Tribunale federale
Tribunal federal
2A.245/2003/DAC/elo
{T 0/2}
Arrêt du 26 novembre 2003
IIe Cour de droit public
Composition
MM. et Mme les Juges Wurzburger, Président,
Hungerbühler, Müller, Yersin et Merkli.
Greffière: Mme Dupraz.
Parties
X.________, recourant,
contre
Département fédéral de justice et police, 3003 Berne.
Objet
Exception aux mesures de limitation,
recours de droit administratif contre la décision du Département fédéral de justice et police du 25 avril 2003.
Faits:
A.
Ressortissant yougoslave (du Kosovo) né le 6 mars 1965, X.________ est arrivé en Suisse le 6 février 1988. Depuis lors, il a travaillé de façon irrégulière (à la demande) comme maçon dans une entreprise de construction, sans autorisation de séjour ni de travail.

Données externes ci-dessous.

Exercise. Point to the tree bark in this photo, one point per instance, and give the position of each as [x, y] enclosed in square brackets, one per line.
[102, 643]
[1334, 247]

Au début de l'année 2002, il s'est annoncé aux autorités compétentes en matière de police des étrangers et a été entendu le 22 février 2002 par le Service de l'état civil et des habitants du canton du Jura (ci-après: le Service cantonal). Il a notamment déclaré qu'il était divorcé et qu'il avait deux enfants, nés en 1990 et 1991, qui étaient élevés au Kosovo par leurs grands-parents paternels. Il a effectué le 28 février 2002 les formalité inhérentes à une déclaration d'arrivée en Suisse.
B.
En raison du séjour et du travail illégaux de X.________, le Service cantonal a dénoncé, le 13 mars 2002, l'intéressé, son employeur et son frère, Y.________, qui l'hébergeait, pour infractions à la loi fédérale du 26 mars 1931 sur le séjour et l'établissement des étrangers (LSEE; RS 142.20). En conséquence, X.________ a été condamné, le 17 juin 2002, à dix jours d'emprisonnement avec sursis pendant deux ans et à une amende de 2'000 fr.
C.
Le 18 mars 2002, le Département de l'économie et de la coopération du canton du Jura (ci-après: le Département cantonal) a demandé à l'Office fédéral des étrangers, actuellement l'Office fédéral de l'immigration, de l'intégration et de l'émigration, (ci-après: l'Office fédéral) d'exempter X.________ des mesures de limitation du nombre des étrangers afin qu'il puisse recevoir une autorisation de séjour en application de l'art. 13 lettre f de l'ordonnance du 6 octobre 1986 limitant le nombre des étrangers (OLE; RS 823.21) et de la circulaire émise le 21 décembre 2001 par l'Office fédéral et par l'Office fédéral des réfugiés.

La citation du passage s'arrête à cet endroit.